Police fired tear-gas and water cannons to try to disperse looters there, some of whom dragged shopping trollies full of basic provisions while others made off with plasma TVs and electrical appliances.
"We need food for the population. We are without supplies, and if we don't resolve that we are going to have serious security problems during the night," said mayor Jacqueline van Rysselberghe, warning of grave "social tension."
Bachelet, who is due to hand over power to her successor Sebastian Pinera on March 11, put the toll Sunday at 708 and said the government was beginning to distribute food and vital aid to the shell-shocked population.
Aftershocks continued to rattle the country with alarming regularity -- more than 115 were recorded in the first 30 hours after the quake, one a powerful 6.1-magnitude striking at 8:25 am local time (1125 GMT).
Residents in the capital Santiago awoke after an anxious night spent sleeping out-of-doors, fearful that badly damaged buildings could topple on their heads.
"It would be crazy for us to go back inside. This is going to fall at any moment," Mary, sleeping a few feet from her home alongside her husband and three sons, told AFP.
Some two million Chileans, or one eighth of the entire population, are estimated to have been affected by Saturday's quake, the seventh largest ever recorded.

After touring the worst disaster to befall her country in 50 years, Bachelet addressed the nation on Saturday and said the scale of the damage was unimaginable.
"The power of nature has again struck our country," she said, declaring six of long-and-narrow Chile's 15 regions "catastrophe zones."
Main highways were sliced in two by giant fissures and bridges and flyovers (overpass) lay in crumpled heaps and at twisted angles, unpassable and going nowhere.
So far Chile has resisted offers of aid pouring in from around the world, with Foreign Minister Mariano Fernandez insisting that a proper damage assessment is carried out first.
Officials said 1.5 million houses and buildings were destroyed or badly damaged. The historic center of the town of Curico was said to be about 90 percent destroyed by the quake.
There was relief around the Pacific meanwhile as more than 50 countries and territories along an arc from New Zealand to Japan canceled warnings after their biggest alert since the 2004 Indian Ocean tsunami.
Japan evacuated more than 320,000 people as it prepared for the worst, but fears a massive wave had been generated that could cause death and destruction on the scale of 2004 Asia tsunami proved unfounded.
Big waves did crash into French Polynesia, roaring across the Pacific at jetspeed, but by the time they hit Japan up to 24 hours after the quake they were little more than one-meter at their highest.
It was central Chile that bore the brunt of the tsunami damage and there were surreal scenes in the port of Talcahuano, near Concepcion, where trawlers carried inland lay marooned next to abandoned cars in the town square.
Waves of up to three meters (10 feet) also killed at least five people on the Robinson Crusoe islands out in the Pacific with several others reported missing.

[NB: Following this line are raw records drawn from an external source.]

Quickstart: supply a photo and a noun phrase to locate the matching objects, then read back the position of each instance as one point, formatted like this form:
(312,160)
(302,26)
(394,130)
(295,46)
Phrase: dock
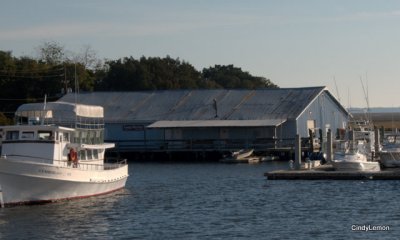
(326,172)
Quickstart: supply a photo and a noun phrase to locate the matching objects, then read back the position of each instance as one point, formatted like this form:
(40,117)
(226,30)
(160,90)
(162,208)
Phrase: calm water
(214,201)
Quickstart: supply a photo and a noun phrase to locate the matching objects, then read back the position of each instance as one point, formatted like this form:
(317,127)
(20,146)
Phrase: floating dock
(326,172)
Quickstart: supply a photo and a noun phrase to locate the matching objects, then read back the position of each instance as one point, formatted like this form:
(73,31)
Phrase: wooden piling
(297,152)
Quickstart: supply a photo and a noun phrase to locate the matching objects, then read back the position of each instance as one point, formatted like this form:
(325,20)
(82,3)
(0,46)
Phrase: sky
(350,46)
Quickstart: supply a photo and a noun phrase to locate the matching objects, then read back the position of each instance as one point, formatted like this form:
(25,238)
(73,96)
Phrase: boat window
(45,135)
(89,154)
(82,155)
(95,154)
(65,137)
(27,135)
(12,135)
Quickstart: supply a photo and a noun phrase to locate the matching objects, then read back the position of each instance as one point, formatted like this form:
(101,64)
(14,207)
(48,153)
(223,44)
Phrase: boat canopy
(62,110)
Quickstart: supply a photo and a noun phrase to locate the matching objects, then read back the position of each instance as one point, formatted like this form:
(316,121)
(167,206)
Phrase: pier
(326,172)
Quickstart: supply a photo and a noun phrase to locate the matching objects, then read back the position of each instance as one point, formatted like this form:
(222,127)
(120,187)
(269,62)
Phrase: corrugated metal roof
(217,123)
(260,104)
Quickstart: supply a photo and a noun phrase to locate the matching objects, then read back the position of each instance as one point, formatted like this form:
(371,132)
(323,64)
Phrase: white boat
(390,154)
(354,161)
(56,152)
(241,156)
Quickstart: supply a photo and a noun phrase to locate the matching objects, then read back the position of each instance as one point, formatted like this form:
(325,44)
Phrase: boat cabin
(39,135)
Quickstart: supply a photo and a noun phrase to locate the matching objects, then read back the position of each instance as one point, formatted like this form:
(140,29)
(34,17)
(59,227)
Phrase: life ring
(73,156)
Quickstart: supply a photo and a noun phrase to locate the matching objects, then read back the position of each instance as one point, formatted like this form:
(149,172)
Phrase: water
(214,201)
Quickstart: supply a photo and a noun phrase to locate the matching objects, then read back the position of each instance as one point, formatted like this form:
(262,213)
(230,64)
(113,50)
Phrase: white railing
(69,164)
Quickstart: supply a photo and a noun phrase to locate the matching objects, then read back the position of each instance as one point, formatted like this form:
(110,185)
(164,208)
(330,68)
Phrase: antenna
(365,90)
(337,90)
(76,97)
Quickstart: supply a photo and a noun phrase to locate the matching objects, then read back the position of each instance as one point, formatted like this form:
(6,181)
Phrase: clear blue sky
(295,43)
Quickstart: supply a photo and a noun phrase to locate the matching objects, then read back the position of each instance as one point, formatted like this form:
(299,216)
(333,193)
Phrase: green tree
(228,76)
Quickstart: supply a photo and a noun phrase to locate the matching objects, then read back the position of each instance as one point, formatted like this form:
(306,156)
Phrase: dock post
(329,149)
(297,152)
(1,198)
(376,142)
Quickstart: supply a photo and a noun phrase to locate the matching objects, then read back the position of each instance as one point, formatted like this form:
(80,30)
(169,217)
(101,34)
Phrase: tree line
(56,71)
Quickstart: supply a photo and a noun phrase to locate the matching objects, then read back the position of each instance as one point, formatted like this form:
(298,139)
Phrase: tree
(228,76)
(51,53)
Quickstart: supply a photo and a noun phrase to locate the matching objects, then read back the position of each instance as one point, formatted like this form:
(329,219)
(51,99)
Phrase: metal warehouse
(214,120)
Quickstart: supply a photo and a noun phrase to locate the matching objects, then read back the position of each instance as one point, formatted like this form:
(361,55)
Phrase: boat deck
(326,172)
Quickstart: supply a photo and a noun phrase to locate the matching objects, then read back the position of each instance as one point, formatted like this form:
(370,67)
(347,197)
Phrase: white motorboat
(241,156)
(354,161)
(389,157)
(56,152)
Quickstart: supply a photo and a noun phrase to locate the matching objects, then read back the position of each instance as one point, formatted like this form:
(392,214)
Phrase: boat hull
(390,159)
(341,165)
(29,183)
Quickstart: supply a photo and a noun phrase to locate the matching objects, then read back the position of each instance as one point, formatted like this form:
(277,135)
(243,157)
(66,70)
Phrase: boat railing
(91,166)
(69,164)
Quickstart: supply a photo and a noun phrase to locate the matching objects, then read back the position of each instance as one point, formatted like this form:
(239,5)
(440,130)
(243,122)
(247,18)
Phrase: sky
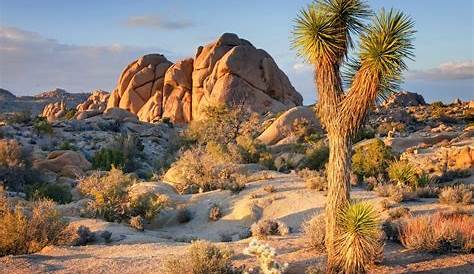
(84,45)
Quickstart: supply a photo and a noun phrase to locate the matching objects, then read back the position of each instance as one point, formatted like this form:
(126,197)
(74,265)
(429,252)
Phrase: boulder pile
(229,71)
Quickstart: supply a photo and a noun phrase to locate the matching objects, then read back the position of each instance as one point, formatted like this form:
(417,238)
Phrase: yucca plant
(359,243)
(403,174)
(323,35)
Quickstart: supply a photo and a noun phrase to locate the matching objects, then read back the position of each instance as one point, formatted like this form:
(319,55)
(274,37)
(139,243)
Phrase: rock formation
(232,71)
(140,81)
(404,99)
(54,111)
(229,71)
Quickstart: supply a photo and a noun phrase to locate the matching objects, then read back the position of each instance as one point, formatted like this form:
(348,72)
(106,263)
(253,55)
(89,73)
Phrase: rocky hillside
(229,71)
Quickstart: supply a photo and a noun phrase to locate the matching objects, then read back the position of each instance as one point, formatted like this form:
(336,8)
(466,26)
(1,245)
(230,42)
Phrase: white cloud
(154,21)
(30,63)
(446,71)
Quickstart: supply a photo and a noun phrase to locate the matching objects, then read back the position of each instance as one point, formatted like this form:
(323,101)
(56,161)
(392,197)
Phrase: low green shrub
(59,193)
(372,159)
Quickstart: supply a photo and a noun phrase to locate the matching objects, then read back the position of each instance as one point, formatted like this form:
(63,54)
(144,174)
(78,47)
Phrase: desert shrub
(76,236)
(137,223)
(359,244)
(201,257)
(56,192)
(371,159)
(460,194)
(362,134)
(147,205)
(222,125)
(314,231)
(403,173)
(438,233)
(42,126)
(316,156)
(384,128)
(15,167)
(131,147)
(70,113)
(214,213)
(264,228)
(183,215)
(396,213)
(266,258)
(112,200)
(206,168)
(22,233)
(105,158)
(21,117)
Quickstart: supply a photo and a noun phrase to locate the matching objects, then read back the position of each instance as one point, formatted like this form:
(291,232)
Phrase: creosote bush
(112,200)
(23,233)
(359,244)
(371,159)
(201,257)
(460,194)
(314,231)
(264,228)
(438,233)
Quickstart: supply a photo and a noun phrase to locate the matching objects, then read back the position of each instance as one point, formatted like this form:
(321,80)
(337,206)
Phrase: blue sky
(83,45)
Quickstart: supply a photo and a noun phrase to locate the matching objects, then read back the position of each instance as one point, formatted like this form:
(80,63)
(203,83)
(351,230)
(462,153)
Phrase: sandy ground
(142,252)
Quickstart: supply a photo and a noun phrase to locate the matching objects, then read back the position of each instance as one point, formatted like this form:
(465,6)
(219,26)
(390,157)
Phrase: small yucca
(359,243)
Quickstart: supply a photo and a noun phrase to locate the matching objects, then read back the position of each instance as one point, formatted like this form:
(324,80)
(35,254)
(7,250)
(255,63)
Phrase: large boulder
(177,92)
(231,71)
(140,81)
(404,99)
(284,125)
(54,111)
(65,162)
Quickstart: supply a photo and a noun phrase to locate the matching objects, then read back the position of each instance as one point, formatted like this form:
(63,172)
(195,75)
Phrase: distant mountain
(6,95)
(35,104)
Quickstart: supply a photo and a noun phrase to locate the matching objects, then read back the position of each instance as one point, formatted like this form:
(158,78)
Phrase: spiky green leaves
(359,242)
(385,47)
(323,29)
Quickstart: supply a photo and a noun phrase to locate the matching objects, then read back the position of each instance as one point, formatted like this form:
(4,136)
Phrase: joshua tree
(323,36)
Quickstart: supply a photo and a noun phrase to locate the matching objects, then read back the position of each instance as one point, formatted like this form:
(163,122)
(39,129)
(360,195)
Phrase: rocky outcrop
(177,92)
(404,99)
(65,162)
(141,80)
(230,71)
(285,125)
(54,111)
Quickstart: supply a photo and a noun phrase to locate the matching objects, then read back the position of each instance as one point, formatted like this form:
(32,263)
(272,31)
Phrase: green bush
(201,257)
(372,159)
(105,158)
(42,126)
(23,234)
(359,244)
(112,200)
(316,156)
(403,174)
(58,193)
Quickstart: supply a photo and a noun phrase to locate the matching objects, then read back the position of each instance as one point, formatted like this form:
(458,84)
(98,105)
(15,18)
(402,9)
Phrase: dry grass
(23,233)
(314,231)
(439,233)
(201,257)
(359,244)
(460,194)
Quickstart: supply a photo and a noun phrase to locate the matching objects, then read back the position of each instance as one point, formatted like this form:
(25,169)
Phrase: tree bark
(338,174)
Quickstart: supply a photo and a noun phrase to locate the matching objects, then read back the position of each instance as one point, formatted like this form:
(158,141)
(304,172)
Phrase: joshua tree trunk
(338,173)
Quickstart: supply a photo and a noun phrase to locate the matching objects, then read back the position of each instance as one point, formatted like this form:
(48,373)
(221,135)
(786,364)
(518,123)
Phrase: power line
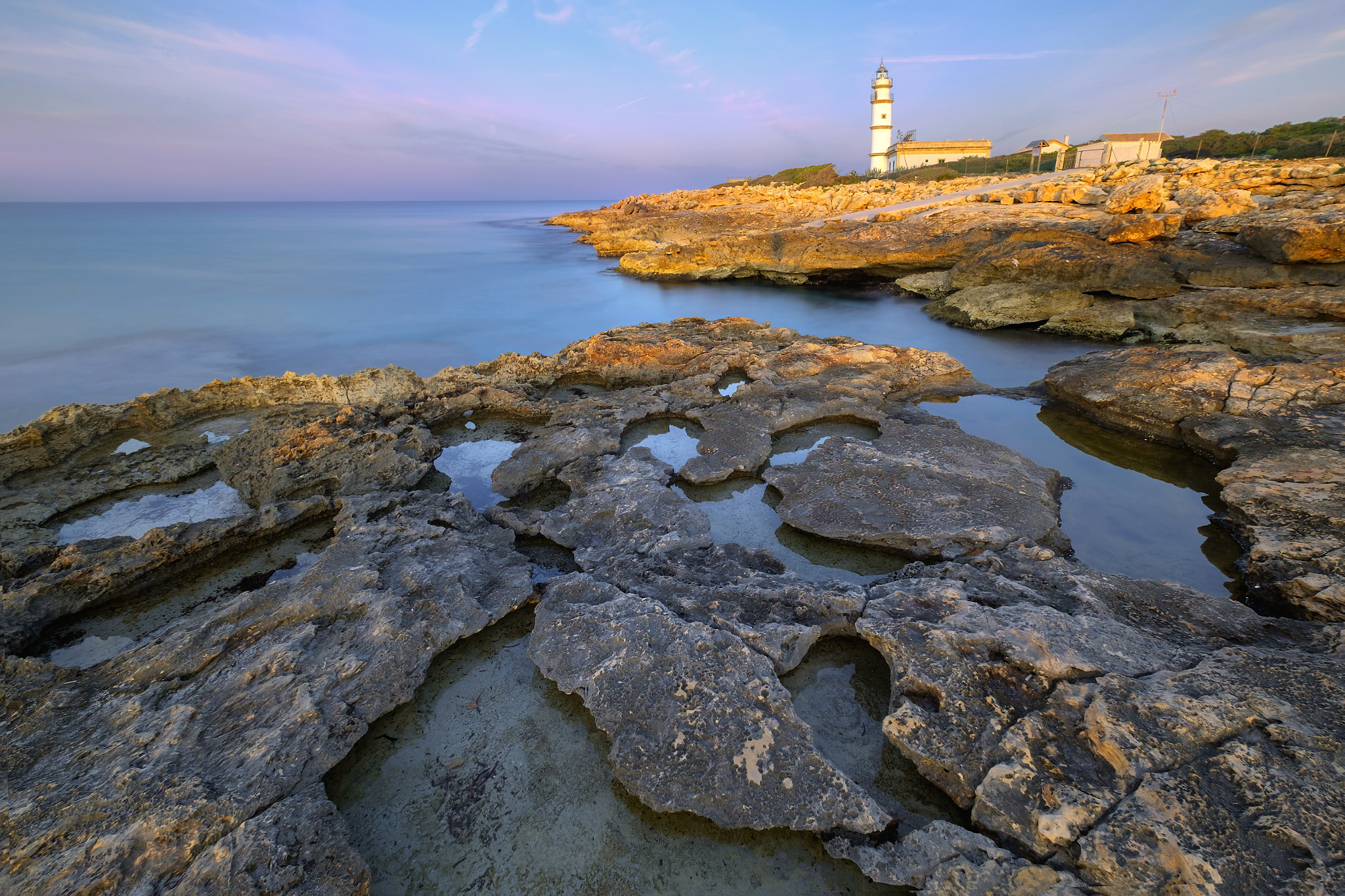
(1222,114)
(1152,102)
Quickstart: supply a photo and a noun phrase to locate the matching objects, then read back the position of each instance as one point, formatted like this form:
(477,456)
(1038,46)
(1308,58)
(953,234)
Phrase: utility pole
(1164,120)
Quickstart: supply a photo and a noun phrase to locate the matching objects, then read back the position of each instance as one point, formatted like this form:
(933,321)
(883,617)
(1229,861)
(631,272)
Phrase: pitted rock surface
(925,490)
(1282,425)
(217,720)
(1137,736)
(284,457)
(946,859)
(698,721)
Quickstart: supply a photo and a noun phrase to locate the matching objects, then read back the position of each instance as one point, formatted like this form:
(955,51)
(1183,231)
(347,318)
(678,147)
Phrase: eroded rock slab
(1278,422)
(921,489)
(946,859)
(186,742)
(698,721)
(1138,736)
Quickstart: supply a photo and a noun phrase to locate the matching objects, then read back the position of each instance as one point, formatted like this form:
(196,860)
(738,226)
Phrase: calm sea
(102,303)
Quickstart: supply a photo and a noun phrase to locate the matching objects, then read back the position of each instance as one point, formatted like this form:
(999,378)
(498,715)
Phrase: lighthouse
(881,129)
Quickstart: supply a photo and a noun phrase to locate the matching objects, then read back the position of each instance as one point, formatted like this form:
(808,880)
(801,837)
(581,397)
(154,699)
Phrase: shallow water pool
(491,781)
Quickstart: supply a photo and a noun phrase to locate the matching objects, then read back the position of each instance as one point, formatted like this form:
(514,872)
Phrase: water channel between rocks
(493,781)
(1137,508)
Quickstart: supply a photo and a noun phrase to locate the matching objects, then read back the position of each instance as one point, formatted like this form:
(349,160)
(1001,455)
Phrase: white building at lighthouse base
(934,152)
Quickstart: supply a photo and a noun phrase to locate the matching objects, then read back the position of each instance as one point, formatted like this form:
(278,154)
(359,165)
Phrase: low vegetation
(1304,140)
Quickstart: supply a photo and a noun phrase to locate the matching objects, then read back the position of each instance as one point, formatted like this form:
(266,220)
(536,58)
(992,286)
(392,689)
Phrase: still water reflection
(1137,508)
(105,301)
(491,781)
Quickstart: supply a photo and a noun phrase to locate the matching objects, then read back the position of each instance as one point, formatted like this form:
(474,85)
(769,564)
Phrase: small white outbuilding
(1121,148)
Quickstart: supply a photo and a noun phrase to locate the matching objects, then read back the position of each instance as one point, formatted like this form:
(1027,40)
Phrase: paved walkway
(937,200)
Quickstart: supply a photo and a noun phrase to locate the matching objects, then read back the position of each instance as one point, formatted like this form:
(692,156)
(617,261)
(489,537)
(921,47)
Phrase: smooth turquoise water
(106,301)
(102,303)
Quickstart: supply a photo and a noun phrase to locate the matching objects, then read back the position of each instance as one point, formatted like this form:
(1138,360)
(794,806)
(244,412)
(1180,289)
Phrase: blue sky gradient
(250,100)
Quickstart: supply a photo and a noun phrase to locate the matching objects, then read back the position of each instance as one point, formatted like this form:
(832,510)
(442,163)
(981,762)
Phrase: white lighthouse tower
(881,129)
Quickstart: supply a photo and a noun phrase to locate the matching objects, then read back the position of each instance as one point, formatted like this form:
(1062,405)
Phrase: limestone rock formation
(698,721)
(1106,734)
(1141,228)
(1294,322)
(925,490)
(288,456)
(217,720)
(1279,423)
(1130,230)
(1309,238)
(1138,194)
(944,859)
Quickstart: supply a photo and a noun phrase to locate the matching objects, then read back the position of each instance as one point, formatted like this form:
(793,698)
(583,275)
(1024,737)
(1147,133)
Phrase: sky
(409,100)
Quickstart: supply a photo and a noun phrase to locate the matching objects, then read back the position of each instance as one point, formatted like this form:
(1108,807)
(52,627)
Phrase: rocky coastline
(1101,734)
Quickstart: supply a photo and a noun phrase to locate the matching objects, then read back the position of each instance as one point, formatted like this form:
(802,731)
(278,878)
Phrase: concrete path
(935,200)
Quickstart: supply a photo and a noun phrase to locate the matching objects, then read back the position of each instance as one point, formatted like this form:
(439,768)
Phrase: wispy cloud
(558,16)
(632,35)
(625,105)
(977,56)
(485,19)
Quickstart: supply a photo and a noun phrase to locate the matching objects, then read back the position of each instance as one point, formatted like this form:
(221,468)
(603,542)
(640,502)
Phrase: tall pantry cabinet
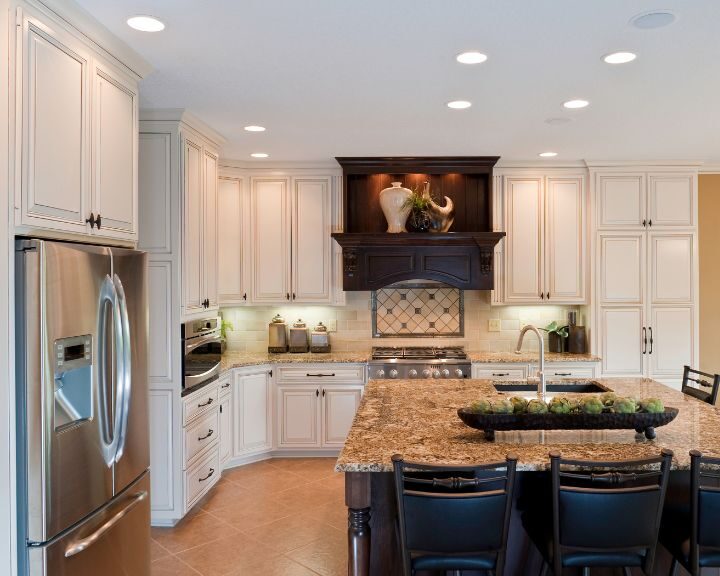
(646,269)
(178,182)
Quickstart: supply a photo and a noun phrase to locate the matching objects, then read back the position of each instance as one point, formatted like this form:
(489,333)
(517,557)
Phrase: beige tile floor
(282,517)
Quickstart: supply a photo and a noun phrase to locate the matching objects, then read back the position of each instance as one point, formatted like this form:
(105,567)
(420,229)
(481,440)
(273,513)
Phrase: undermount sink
(583,387)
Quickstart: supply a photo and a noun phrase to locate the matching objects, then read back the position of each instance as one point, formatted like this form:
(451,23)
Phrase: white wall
(7,380)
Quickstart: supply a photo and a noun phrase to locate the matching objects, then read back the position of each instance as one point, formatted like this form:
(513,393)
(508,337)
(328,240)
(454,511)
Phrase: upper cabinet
(645,200)
(76,135)
(545,247)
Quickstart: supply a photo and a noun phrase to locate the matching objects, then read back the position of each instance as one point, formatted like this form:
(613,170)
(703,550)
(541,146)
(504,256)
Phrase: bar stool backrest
(608,506)
(454,509)
(700,385)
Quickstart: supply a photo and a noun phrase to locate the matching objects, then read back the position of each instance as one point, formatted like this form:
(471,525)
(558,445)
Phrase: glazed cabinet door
(672,199)
(231,250)
(193,221)
(311,249)
(565,245)
(524,216)
(54,146)
(270,229)
(210,229)
(115,129)
(621,200)
(624,341)
(339,404)
(298,416)
(251,416)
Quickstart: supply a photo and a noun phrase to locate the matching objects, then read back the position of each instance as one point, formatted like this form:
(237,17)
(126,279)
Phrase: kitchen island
(418,419)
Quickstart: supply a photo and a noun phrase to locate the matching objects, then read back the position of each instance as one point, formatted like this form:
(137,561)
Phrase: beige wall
(354,324)
(709,232)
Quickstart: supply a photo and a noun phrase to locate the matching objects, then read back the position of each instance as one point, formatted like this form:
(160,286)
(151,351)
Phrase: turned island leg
(357,499)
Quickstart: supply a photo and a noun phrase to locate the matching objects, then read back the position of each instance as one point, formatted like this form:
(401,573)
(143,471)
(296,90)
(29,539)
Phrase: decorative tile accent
(417,310)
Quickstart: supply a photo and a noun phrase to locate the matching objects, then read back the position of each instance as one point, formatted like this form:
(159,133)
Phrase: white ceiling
(371,77)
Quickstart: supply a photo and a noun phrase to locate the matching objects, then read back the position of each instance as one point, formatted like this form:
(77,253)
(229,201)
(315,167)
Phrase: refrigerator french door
(83,454)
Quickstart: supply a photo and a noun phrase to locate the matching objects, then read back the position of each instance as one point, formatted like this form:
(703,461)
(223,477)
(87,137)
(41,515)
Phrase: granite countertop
(418,419)
(529,357)
(240,359)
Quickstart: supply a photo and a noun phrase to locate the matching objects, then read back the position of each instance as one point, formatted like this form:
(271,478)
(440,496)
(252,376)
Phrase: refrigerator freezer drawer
(114,541)
(201,434)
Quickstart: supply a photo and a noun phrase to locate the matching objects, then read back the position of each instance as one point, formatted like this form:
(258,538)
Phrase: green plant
(553,328)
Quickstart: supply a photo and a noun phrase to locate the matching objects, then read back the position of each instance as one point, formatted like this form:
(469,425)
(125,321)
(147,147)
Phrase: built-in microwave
(201,352)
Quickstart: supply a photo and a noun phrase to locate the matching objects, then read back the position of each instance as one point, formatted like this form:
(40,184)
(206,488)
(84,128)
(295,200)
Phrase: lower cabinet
(316,416)
(252,420)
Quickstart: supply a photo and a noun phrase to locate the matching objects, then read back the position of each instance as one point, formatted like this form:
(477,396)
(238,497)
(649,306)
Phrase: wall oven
(201,352)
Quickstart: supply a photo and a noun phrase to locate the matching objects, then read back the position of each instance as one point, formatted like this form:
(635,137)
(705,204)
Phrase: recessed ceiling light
(472,57)
(619,57)
(574,104)
(145,23)
(459,104)
(653,19)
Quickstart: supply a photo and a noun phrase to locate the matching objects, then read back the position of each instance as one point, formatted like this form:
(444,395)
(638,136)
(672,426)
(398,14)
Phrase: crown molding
(95,34)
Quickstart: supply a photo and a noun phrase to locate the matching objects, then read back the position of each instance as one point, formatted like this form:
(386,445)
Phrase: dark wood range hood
(463,257)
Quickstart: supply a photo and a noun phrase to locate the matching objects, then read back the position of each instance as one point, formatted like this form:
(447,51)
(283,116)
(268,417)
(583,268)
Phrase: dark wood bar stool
(603,514)
(691,535)
(701,385)
(454,517)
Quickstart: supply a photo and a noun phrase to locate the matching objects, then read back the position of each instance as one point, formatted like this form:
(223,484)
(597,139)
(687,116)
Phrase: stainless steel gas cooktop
(419,362)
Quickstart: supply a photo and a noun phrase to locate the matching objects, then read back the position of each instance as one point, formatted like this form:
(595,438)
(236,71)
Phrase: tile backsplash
(354,324)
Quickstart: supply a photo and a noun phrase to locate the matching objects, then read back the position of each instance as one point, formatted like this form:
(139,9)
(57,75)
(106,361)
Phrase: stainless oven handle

Bachelet dispatched two aid ships to remote archipelago.
Unlike Haiti, struck by a devastating 7.0 magnitude earthquake on January 12 which killed 217,000 people, Chile is one of Latin America's wealthiest countries and has adapted its defenses since a world record quake in 1960.
But the total value of economic damage is still likely to range between 15 billion and 30 billion dollars, or 10-15 percent of Chile's real gross domestic product, the US risk modeling firm EQECAT predicted.
The epicenter of Saturday's quake was a few hundred miles north of the biggest earthquake on record, a 9.5-magnitude monster in May 1960 that killed between 2,200 and 5,700 people.